El Sindicato de Enfermería SATSE ha iniciado el nuevo año inundando las redes sociales con la campaña
“Para 2017 quiero…” con el fin de hacer llegar a los responsables sanitarios las principales demandas y cuestiones pendientes aún de resolver para estos profesionales.  Según esta organización sindical, 2016 ha sido un año marcado por la ausencia del Gobierno central y la inacción política que ha hecho que sigamos igual que antes, o incluso peor, dada la magnitud de los recortes realizados en Sanidad durante los años de crisis. Un año en el que no se han dado respuesta a las urgentes necesidades de los profesionales de Enfermería y Fisioterapia.

Entre las principales reivindicaciones de las enfermeras se encuentra la de que se incluya a los funcionarios de Enfermería en el Grupo A-1 de los empleados públicos. Una medida que supondría un aumento de 1.500 euros en su sueldo base al año. Actualmente, según los baremos marcados por Hacienda, un funcionario del grupo A-1 tiene un sueldo base de 14.824,22 euros mientras que para uno del grupo A-2 es de 13.035,60 euros. Las diferencias entre estas categorías también se trasladan a las retribuciones por los trienios. Cada año el grupo A-1 cobra por un trienio 570,12 euros y por el grupo A-2 472,66 euros.

Para comprender esta diferencia hay que remontarse a 2007, cuando se aprobó el Estatuto Básico del Empleado Público que modificaba las categorías de los funcionarios en función de la formación y las adaptaba a la nueva realidad educativa creada con la desaparición de las licenciaturas y las diplomaturas a favor de los grados universitarios.

Se marcaba entonces una división del Grupo A, entre A-1 y A-2, categoría a la que solo pueden acceder graduados.

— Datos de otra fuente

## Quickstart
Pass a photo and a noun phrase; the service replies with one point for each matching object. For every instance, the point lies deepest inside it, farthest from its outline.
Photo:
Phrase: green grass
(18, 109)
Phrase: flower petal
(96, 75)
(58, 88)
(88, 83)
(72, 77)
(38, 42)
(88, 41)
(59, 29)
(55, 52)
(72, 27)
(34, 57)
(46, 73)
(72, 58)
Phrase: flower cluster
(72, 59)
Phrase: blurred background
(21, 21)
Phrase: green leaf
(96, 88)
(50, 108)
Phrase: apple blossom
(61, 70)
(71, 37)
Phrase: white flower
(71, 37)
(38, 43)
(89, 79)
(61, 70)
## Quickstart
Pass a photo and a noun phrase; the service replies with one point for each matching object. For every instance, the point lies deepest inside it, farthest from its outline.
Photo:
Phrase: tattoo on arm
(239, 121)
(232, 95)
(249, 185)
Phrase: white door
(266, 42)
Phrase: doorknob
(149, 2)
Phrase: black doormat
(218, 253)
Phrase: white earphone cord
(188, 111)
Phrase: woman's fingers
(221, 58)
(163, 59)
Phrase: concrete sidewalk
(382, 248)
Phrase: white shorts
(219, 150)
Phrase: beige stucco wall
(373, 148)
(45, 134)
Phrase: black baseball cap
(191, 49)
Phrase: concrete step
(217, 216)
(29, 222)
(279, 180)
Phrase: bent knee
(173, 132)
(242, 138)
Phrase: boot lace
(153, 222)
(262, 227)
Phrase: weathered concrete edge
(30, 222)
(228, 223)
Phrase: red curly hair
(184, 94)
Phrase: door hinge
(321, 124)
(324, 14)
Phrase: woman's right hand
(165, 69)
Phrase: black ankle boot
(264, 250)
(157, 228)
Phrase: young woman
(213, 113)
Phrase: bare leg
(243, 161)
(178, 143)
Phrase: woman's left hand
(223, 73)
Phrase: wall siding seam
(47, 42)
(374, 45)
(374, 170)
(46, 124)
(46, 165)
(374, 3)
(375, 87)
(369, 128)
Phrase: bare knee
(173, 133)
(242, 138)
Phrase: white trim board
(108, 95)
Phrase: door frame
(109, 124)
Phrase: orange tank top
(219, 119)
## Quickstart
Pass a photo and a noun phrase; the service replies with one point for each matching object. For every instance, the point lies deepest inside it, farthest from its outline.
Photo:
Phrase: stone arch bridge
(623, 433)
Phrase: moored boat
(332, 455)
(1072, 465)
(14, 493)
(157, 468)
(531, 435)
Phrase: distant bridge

La propia ley, y su posterior versión de 2015, señalan que la división de estas categorías es transitoria. Una definición a la que se aferra Rafael Reig, secretario de Acción Sindical de Satse, que afirma que “no se sostiene que sigan manteniendo las diferencias entre licenciados y diplomados cuando ya todo el mundo es graduado”. Para ilustrarlo pone un ejemplo: “Si un periodista es contratado por un servicio de salud tendrá categoría A-1, mientras que un enfermero sigue siendo A-2”.

La reivindicación de Satse es que se igualen estas categorías en el sueldo base, pero que se establezcan tramos de aumentos por formación o responsabilidad. “En ningún caso decimos que un enfermero cobre lo que un médico, pero sí que tenga la misma categoría”, explica Reig. Para el sindicalista, la diferencia del sueldo tiene que venir en los complementos y no en la base, “que debe ser igual para todos porque todos son graduados”.